When the Minnesota Department of Agriculture announced new restrictions on the herbicide dicamba in December 2017, Commissioner David Frederickson credited Extension researchers for advising the agency as it crafted a decision.
Dicamba has caused damage to soybeans and other crops when it has spread beyond some of the fields where it was sprayed. The new MDA restrictions include a June 20 cutoff date for using dicamba. It’s part of a strategy to reduce risk of dicamba drift—one that scientists will watch closely in the coming year.
Already a hot-button issue in some states, dicamba damage prevailed upon University of Minnesota Extension educators to address the issue with research-based information and communication.

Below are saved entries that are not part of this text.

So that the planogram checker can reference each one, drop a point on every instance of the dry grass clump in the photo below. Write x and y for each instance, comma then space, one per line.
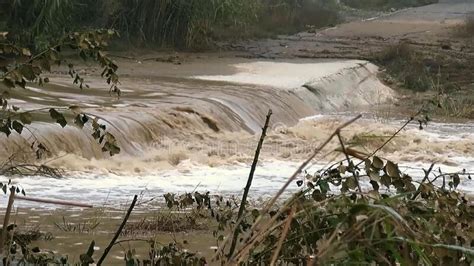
466, 29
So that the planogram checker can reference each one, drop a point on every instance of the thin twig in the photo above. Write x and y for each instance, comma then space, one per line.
392, 137
285, 186
348, 160
427, 174
283, 235
6, 220
119, 230
249, 184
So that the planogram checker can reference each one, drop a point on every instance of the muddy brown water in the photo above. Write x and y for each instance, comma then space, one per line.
194, 127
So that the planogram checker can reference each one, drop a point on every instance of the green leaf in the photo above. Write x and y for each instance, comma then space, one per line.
324, 186
17, 126
44, 63
26, 52
5, 129
392, 170
25, 118
78, 121
377, 163
386, 180
9, 83
374, 175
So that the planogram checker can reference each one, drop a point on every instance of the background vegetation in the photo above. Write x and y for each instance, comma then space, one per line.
179, 23
386, 4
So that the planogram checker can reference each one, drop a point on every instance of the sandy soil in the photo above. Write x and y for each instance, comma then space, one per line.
428, 27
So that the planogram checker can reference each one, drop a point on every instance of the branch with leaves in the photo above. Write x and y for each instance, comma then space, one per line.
23, 67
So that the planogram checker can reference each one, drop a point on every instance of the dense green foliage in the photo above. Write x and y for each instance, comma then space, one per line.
179, 23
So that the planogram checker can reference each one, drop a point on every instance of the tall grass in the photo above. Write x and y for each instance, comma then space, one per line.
37, 22
180, 23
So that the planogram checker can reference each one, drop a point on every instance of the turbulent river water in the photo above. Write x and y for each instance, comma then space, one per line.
195, 127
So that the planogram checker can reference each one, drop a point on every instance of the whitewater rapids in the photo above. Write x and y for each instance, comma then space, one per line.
195, 126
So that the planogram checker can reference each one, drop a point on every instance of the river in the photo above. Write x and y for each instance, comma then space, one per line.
194, 126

Building trust based on science
“It’s our job to remain impartial,” says Jeff Gunsolus, Extension weed scientist and crops team leader. “It’s also important for farming communities to be able to bring the dicamba issue up and not bury it.”
Gunsolus and Extension crops scientist Roger Becker had previously worked with MDA, advising the agency on processes for reporting problems in crop production. Creating trust among farmers, crop consultants, educators and the state has been paramount.

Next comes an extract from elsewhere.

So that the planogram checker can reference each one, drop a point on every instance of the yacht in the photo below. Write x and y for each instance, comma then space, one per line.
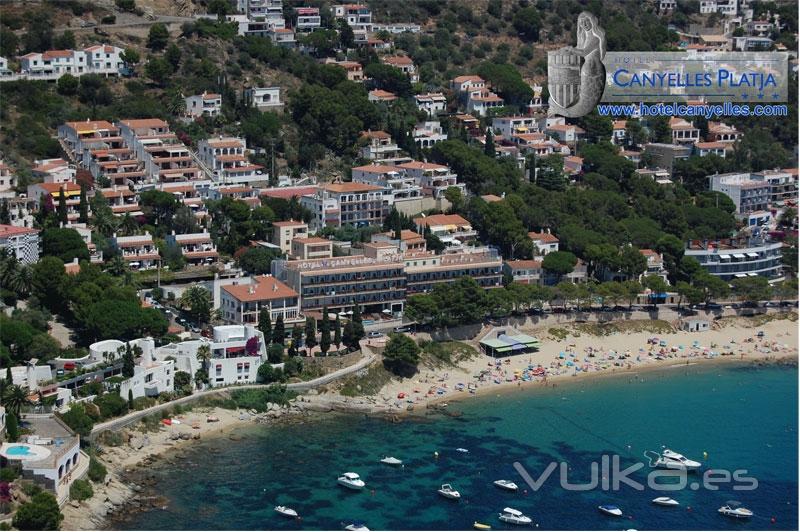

“Reporting problems without finger-pointing has been essential,” Gunsolus says.
Preparing for unwelcome weeds
At its most aggressive, Palmer amaranth can grow up to three inches a day.
The open environment in which concerns can be reported had a significant test just a year before the dicamba situation worsened.

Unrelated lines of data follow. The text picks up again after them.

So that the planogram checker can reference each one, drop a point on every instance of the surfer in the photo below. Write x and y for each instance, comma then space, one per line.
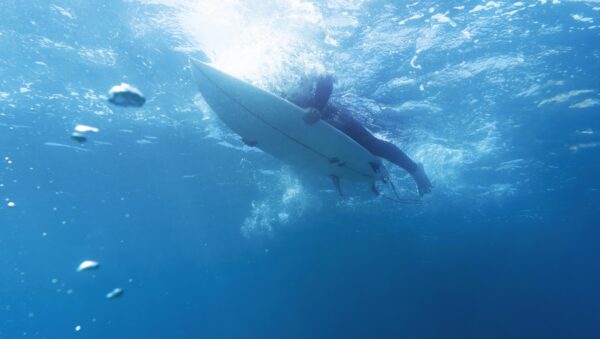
317, 105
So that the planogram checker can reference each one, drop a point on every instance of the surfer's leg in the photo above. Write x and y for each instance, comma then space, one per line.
378, 147
323, 91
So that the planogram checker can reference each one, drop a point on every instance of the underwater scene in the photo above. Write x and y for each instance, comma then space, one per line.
156, 181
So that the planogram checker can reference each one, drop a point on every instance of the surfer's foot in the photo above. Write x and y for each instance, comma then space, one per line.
311, 115
423, 184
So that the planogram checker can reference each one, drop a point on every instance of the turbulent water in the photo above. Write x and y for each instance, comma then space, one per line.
210, 239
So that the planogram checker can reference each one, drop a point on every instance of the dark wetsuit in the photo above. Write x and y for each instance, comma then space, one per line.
342, 120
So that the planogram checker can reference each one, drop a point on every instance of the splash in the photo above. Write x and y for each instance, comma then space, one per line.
284, 201
262, 41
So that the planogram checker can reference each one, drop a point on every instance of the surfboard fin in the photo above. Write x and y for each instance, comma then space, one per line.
311, 115
336, 183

When the first sighting of Palmer amaranth occurred in 2016, it was the moment Minnesota’s ag community had dreaded.
It was also a moment for which the state was prepared. University of Minnesota Extension crop faculty and educators had spent the previous three years helping set the stage for the arrival of Palmer amaranth, a highly aggressive weed that resists herbicidal control. Fast-growing and big, Palmer amaranth can destroy up to 90 percent of a field’s yield potential. As of 2017, for instance, it had been located in 50 of Iowa’s 99 counties.
“We were able to respond quickly and effectively because of trust,” Gunsolus says. “All identifications of Palmer amaranth have come through the trusting relationships of crop advisers working with farmers and Extension and making reports to the MDA.”
To date, Palmer amaranth has been found—swiftly eradicated and regularly monitored—in four Minnesota counties. Its rarity so far gives Gunsolus guarded optimism. Herbicidal resistance, however, remains the underlying issue that makes agriculture vulnerable to invasive weeds.